Here we have a couple intelligent men discussing marijuana during Fox's college football halftime show. Marcus Allen, hall of fame running back, and this other guy are about to have a serious chat about athletes and drugs. Then we hear about the elephant in the living room—as though college kids doing drugs is something old cranks have not been talking about ad nauseam—then Marcus Allen, hall of very good analogizer, said college kids smoking weed, the elephant in the living room, is like the debt crisis. Then that "epidemic" word gets thrown around.

This is all because a former Michigan player came forward and said "several" members of the team smoked pot "hours" before their humiliating loss to Appalachian State. And, yeah, that's probably not a smart thing to do. I can't imagine believing a quarterback when he says "I'm just more creative when I do it, y'know? I see the passes that I'd never see without it and it's's really fulfilling."

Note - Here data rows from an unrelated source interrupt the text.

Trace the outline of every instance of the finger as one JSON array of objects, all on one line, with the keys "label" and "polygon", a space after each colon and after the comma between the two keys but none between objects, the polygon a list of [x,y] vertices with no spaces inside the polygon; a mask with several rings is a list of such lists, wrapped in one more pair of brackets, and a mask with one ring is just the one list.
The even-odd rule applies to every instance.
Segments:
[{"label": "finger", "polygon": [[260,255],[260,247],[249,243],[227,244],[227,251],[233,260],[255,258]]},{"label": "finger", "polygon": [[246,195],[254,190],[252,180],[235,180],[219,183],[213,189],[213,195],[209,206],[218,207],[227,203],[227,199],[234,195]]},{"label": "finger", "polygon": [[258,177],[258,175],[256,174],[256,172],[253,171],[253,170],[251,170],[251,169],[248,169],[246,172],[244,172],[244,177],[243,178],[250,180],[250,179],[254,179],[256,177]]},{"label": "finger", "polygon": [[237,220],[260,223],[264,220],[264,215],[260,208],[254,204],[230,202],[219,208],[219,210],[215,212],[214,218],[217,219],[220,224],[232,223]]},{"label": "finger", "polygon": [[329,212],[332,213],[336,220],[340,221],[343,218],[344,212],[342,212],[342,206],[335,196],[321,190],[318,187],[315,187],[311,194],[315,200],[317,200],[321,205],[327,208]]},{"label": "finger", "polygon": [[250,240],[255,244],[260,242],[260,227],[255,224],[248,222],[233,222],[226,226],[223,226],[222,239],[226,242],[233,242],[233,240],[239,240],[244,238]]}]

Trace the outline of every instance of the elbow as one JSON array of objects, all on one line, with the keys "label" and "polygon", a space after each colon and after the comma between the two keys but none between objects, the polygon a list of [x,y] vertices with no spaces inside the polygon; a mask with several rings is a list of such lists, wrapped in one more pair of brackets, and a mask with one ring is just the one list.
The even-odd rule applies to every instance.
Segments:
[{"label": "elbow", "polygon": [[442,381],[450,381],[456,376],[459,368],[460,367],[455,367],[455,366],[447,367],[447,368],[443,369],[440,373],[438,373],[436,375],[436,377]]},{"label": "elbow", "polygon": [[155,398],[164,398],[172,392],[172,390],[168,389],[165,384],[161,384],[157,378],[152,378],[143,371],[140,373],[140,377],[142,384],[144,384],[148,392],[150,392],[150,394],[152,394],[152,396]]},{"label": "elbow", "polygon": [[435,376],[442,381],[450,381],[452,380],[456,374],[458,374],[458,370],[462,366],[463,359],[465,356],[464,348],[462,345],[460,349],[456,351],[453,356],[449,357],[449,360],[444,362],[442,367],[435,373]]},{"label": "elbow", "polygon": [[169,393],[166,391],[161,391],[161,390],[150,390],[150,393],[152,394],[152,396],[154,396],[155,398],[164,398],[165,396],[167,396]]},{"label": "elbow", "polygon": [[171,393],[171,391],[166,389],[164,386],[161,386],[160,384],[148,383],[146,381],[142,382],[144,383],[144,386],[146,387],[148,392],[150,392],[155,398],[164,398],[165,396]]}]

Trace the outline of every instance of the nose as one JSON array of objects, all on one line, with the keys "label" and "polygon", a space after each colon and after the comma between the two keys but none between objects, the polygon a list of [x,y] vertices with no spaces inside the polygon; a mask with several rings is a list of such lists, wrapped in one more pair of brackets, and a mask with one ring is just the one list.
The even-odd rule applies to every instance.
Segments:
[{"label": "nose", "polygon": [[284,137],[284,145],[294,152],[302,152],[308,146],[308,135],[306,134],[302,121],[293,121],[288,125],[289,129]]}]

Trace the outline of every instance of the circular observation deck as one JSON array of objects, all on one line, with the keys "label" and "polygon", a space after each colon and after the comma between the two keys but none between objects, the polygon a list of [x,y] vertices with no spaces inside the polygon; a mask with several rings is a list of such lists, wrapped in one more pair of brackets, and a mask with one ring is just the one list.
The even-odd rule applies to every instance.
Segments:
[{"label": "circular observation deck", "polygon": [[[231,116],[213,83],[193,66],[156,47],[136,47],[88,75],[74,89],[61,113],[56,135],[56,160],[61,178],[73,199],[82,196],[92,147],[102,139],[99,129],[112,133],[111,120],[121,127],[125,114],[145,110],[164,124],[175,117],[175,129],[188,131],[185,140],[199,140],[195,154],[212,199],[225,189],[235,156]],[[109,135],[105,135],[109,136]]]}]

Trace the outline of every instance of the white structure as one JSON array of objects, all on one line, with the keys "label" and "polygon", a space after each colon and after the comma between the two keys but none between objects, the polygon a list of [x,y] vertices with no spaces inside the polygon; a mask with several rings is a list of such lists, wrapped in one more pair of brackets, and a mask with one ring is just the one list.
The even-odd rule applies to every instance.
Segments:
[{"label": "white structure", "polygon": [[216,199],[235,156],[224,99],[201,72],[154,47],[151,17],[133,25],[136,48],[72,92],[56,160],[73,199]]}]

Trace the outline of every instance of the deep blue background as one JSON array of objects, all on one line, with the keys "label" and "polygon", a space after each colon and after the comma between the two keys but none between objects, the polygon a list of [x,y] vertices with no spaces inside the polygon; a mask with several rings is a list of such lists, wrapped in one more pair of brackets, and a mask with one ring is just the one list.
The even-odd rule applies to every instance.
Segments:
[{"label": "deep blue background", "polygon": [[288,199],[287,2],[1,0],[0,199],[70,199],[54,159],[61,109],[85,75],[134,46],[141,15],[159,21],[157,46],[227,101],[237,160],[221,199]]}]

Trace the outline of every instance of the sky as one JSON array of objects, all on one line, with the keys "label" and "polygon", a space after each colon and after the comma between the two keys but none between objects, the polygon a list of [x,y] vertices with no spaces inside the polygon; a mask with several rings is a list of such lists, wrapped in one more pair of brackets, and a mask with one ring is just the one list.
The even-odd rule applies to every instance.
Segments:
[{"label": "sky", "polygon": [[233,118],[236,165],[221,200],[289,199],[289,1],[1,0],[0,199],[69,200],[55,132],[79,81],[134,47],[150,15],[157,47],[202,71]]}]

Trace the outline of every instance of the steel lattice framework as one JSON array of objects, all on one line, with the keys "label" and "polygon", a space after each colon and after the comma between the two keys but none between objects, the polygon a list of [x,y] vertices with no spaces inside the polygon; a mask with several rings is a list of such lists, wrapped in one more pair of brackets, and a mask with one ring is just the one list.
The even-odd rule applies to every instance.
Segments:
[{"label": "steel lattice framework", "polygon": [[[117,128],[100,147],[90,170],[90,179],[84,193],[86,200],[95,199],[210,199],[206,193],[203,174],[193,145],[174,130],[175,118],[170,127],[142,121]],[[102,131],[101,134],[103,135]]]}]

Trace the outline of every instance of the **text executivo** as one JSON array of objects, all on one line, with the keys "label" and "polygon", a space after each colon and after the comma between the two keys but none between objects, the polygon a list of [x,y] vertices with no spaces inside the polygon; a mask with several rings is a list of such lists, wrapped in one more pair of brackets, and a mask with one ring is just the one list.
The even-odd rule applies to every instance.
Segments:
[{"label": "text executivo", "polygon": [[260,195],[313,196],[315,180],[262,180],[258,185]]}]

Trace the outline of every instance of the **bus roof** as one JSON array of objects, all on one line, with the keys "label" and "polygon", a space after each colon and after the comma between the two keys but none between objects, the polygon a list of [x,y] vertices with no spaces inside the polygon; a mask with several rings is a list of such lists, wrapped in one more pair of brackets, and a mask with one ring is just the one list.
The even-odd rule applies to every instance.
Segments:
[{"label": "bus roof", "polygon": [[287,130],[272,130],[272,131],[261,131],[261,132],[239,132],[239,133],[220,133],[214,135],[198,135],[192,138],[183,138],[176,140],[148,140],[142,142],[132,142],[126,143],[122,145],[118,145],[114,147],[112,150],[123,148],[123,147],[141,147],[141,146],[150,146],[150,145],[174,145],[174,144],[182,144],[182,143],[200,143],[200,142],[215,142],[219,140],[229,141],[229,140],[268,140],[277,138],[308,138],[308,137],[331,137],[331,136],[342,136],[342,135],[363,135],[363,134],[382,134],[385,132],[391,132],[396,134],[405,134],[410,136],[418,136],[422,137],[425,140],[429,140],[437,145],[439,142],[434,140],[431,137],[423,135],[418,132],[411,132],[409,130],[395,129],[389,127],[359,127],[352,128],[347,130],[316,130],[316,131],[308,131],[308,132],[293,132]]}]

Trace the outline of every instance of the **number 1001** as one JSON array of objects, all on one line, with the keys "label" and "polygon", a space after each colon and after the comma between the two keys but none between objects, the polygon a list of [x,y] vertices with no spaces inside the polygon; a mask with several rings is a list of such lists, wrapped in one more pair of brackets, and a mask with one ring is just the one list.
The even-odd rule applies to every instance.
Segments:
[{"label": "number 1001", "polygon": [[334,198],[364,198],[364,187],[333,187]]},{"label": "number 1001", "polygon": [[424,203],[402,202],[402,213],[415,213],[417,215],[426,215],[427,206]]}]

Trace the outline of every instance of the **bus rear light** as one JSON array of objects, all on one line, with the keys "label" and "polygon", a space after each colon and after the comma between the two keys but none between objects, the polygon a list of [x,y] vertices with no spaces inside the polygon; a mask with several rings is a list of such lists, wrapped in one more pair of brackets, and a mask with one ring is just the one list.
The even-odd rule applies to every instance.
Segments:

If we accept that "several" players smoked pot "hours" before the game, we are also going to accept that such a scenario is the exception in college athletics because it just doesn't make any sense. Yet here we are watching Marcus Allen and this other guy talk about an epidemic in college sports that is not related to exploiting minors for financial gain. No, let's talk about how five years after Michigan was thoroughly embarrassed, some guy on the team says they wanted to see if they could beat them stoned. And let's treat that as a real story.

Smoking pot is not an epidemic. Smoking pot before a college football game—that you are playing in—is definitely not an epidemic. The Plague was an epidemic. AIDS is an epidemic. The sports reporting community's obsession with drugs is a fucking epidemic. Especially in college. It's a strain of paternalism that would make Kipling's ears ring and it sneaks through the door because "crime" can be passed off as "legitimate news." We're talking about serious issues now, not just athletics.


That's the state of sports consumption we are in right now. But, what any of this has to do with the debt crisis other than that Marcus Allen says we are not talking about it when literally it is all that anyone can talk about, is beyond me.